I have a strange problem, that I can reproduce every 4-6th try and I failed so far to understand how to avoid it:
Somewhere in my django code there is a function that imports a CSV file to the database of products, and from these products I create images with the price on the image - and sometimes an old price is used:
def batch_update_products_in_db(working_file, store, delimiter = ";"):
with open(working_file, encoding = "utf-8") as inputfile:
reader = csv.reader(inputfile, delimiter = delimiter)
for row in reader:
try:
productdata = {header[i]: row[i] for i in range(1, len(row))}
product = Product.objects.get(store = store, number = row[0])
if product.data == productdata:
continue
else:
product.data = productdata
print("TEST 1:", product.data)
product.save()
update_product_in_db(product)
except Product.DoesNotExist:
Product.objects.create(store = store, number = row[0], data = productdata)
except Exception as E:
log(...)
in this function there is a call to another function that generates these images:
def update_product_in_db(product):
def do_update(task):
links = Link.objects.filter(products = product)
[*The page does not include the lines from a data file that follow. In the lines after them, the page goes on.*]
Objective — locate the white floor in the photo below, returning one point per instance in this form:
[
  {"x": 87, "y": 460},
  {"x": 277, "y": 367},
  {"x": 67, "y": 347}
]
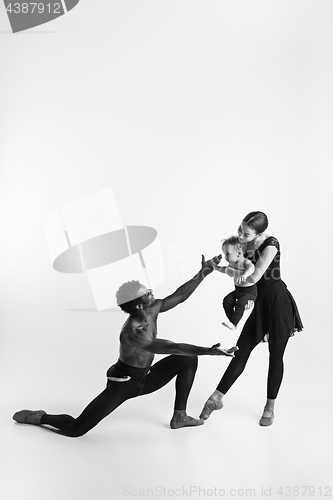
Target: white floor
[{"x": 134, "y": 454}]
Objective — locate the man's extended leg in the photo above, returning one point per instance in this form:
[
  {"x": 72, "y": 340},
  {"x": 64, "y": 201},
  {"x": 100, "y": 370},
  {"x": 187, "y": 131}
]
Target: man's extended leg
[
  {"x": 184, "y": 368},
  {"x": 113, "y": 396},
  {"x": 275, "y": 375}
]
## get all link objects for this product:
for link in links:
product_pks = [p.pk for p in link.products.all()]
product_qs = Product.objects.filter(pk__in = product_pks)
if product_qs.exists():
img = generate_img_from_layout(link.layout, product_qs)["object"]
...
task.timestamp_end = timezone.now()
task.is_done = True
task.save()
task = BigTask.objects.create(name = "update products in db")
t = threading.Thread(target = do_update, args = [task])
t.setDaemon(True)
t.start()
return {'id': task.id}
where I stripped down the generate_img_from_layout()
function to just output the product:
def generate_img_from_layout(layout, product_qs)
for product in Product.objects.filter(pk__in = products):
print("Test 2:", product.data)
and in the console when uploading multiple csv files (one after each other) I get the output:
Test 1: {‘name’: ‘hellotest’, ‘price’: ‘16.90’}
Test 2: {‘name’: ‘hellotest’, ‘price’: ‘16.90’}Test 1: {‘name’: ‘hellotest’, ‘price’: ‘16.91’}
Test 2: {‘name’: ‘hellotest’, ‘price’: ‘16.91’}Test 1: {‘name’: ‘hellotest’, ‘price’: ‘16.92’}
Test 2: {‘name’: ‘hellotest’, ‘price’: ‘16.92’}Test 1: {‘name’: ‘hellotest’, ‘price’: ‘16.93’}
Test 2: {‘name’: ‘hellotest’, ‘price’: ‘16.92’} #######Test 1: {‘name’: ‘hellotest’, ‘price’: ‘16.94’}
Test 2: {‘name’: ‘hellotest’, ‘price’: ‘16.94’}
So at some point the product.save()
apparently did not finish before the next Product.objects.filter()
reads the product again.
So after posting a similar example to stackoverflow (here) I tried to change the code of batch_update_products_in_db()
to:
...
print("TEST 1:", product.data)
product.save()
transaction.on_commit(lambda: update_product_in_db(product))
...
but this resulted in the update_products_in_db()
function not to be called at all. Where did I take a wrong turn?